À primeira vista, o roteiro de Fábia em “Quem Ama Cuida” parece seguir a cartilha tradicional de um melodrama. Uma mulher que buscou no casamento a garantia de uma vida sem grandes percalços. No entanto, sob o olhar de Flávia Alessandra, 52, responsável por sua interpretação, a personagem escapa da armadilha do estereótipo superficial.
Por trás das roupas marcantes, da maquiagem impecável ou até mesmo do rótulo reducionista de “esposa-troféu”, esconde-se uma figura mais complexa, marcada por contradições, ambição e clara dinâmica de poder dentro do lar. Na trama de Walcyr Carrasco e Claudia Souto, a relação com o marido, Ulisses, vivido por Alexandre Borges, 60, é o verdadeiro pilar que sustenta essa história social e afetiva. Para a atriz, o relacionamento vai além do simples poder financeiro, desenhando-se como uma troca de conveniência e afetos reais.
“A Fábia tem muitos mistérios no passado que ainda serão descobertos, mas a busca por estabilidade certamente foi um fator determinante. Ela ama o Ulisses, mas porque ele é o combo perfeito: dá o suporte financeiro que para ela é primordial — afinal, ela é uma mulher que custa caro e precisa de quem a banque —, mas também deu apoio emocional e assumiu o filho dela de outro relacionamento”, explica Flávia em entrevista à CNN Brasil.
“Mas há um contraponto muito interessante nesse núcleo: por mais que pareçam apenas peruas e dondocas, essas mulheres são muito fortes. São elas que dão as cartas, que tomam as decisões e comandam os lares nos bastidores”, acrescenta.
Uma personagem de camadas
Para dar tom a essa personalidade em constante estado de alerta, a construção cênica de Flávia apostou no uso contínuo de objetos de cena como válvulas de escape emocionais.

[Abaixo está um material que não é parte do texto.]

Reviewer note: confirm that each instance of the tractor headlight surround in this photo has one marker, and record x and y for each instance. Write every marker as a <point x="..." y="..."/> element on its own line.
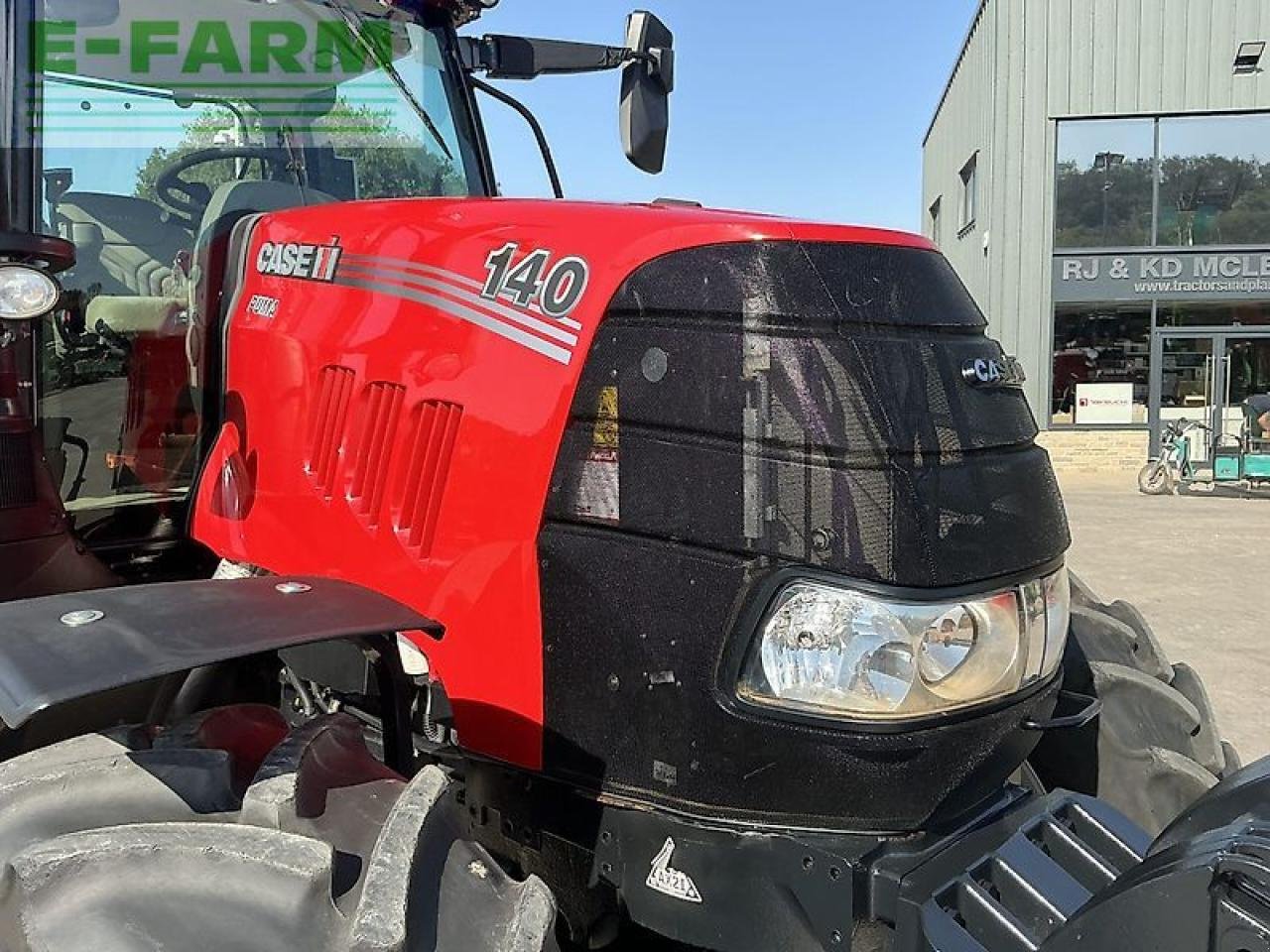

A presença constante de um pirulito na boca, do chiclete ou do copo térmico não serve apenas como marca registrada que acompanha o figurino, mas como um sintoma físico de ansiedade que a consome.
O comportamento da personagem reflete a atmosfera de um núcleo familiar aparentemente perfeito, mas que é atravessado por vícios e disfunções – ainda que não ditas claramente. Enquanto o marido enfrenta compulsão oculta por jogos, Fábia canaliza suas lacunas para o consumo e a fixação oral.
“Eu vejo essa família com muitas disfunções subliminares. É o marido com o jogo e a Fábia com as compras e com essa compulsão oral de estar sempre bebendo, mastigando ou com um pirulito na boca. A gente criou esse hábito como um suporte emocional para os vazios e lacunas do passado dela”, detalha a atriz.
“Ela sabe que não está em um ambiente onde tudo é aceito, então o pirulito vira quase o ‘cigarrinho’ de apoio em momentos de tensão. Não é uma mulher em plena harmonia. Para quem entende de temas como ansiedade e compulsão, a mensagem já ficou muito clara”, adiciona.
A transição entre a futilidade escancarada e a revelação gradual dessas fragilidades tem sido o principal exercício dramático de Flávia Alessandra ao longo das gravações. Segundo a artista, o trunfo da escrita reside na capacidade de não entregar todas as cartas de uma vez, mantendo o público entre o riso e a empatia.
“Teoricamente, a Fábia é essa mulher fútil para a sociedade e para a família, mas ela carrega camadas internas que ainda vamos revelar. O meu grande desafio criativo a cada cena é entender que não posso entregar tudo de uma vez. Existe um limite no tempo dessa narrativa. É um equilibrar de pratos desafiador, mas fascinante”, conclui.